Eco-Pioneer Paying It Forward: Rachel Carson’s Legacy


This year marks the 50th anniversary of the publication of Rachel Carson’s seminal book, Silent Spring, which warned of the far-reaching dangers of deadly pesticides and was widely regarded as a catalyst for America’s conservation, clean air and water and environmental protection movements.

Now author Laurie Lawlor and illustrator Laurie Beingessner bring her message to today’s youth in the children’s book, Rachel Carson and Her Book That Changed the World. Carson’s life—from her childhood fascination with nature to becoming a college graduate and biologist to writing Silent Spring before her death in 1964—is told in easy-to-understand terms. An epilogue recounts her legacy for all generations.

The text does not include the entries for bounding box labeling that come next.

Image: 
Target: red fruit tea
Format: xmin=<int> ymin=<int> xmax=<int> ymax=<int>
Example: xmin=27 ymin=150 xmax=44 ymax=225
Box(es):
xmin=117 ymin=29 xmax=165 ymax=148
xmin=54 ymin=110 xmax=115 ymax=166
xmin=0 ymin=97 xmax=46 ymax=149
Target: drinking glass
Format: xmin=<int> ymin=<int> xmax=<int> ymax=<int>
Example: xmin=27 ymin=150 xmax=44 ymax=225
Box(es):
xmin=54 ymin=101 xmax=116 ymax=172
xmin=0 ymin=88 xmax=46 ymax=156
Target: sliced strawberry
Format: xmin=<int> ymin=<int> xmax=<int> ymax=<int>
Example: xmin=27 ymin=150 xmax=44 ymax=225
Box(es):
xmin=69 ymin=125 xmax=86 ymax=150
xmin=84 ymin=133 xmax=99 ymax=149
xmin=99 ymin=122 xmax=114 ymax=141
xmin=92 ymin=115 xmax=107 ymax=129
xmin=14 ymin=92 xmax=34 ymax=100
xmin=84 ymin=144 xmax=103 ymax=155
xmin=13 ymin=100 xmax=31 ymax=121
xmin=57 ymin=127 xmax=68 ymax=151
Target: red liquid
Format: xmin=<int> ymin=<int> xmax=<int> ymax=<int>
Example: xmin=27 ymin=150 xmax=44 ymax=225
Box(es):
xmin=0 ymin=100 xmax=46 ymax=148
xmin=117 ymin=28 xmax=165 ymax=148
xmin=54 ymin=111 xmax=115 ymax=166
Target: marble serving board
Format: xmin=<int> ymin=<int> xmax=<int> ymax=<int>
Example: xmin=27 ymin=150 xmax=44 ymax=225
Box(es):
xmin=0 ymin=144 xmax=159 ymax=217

Carson encouraged readers to rethink fundamental values about the relationship between people and nature and not to suppose that, “Nature exists for the convenience of man,” as she put it. One of the vivid examples of life’s interconnectedness that Carson cited occurred in Clear Lake, California, between 1949 and 1957. To eradicate gnats, three sprayings of DDD, a cousin of DDT, were applied, killing western grebes that breed on floating nests. When scientists examined the dead birds, they found astounding levels of DDD and realized that it occurred because the birds fed on lake fish that fed on DDD-laden plankton, passing the toxic pesticide up the food chain in “a whole chain of poisoning.” Carson also warned of potential human cancers resulting from handling pesticides and eating contaminated fish. The state Department of Public Health consequently banned DDD in 1959 and the 2001 Stockholm Convention on Persistent Organic Pollutants subsequently banned DDT for agricultural use worldwide in 2004.

Along with the enactment of many environmental laws, Carson’s work helped spur the creation of the Environmental Protection Agency and Occupational Safety and Health Administration. The advent of Earth Day, in 1970, led Mark Hamilton Lytle to write in his biography of Carson, The Gentle Subversive, that, “No event could have done more to celebrate the ideals that Rachel Carson bequeathed to the environmental movement.” Her legacy lives on.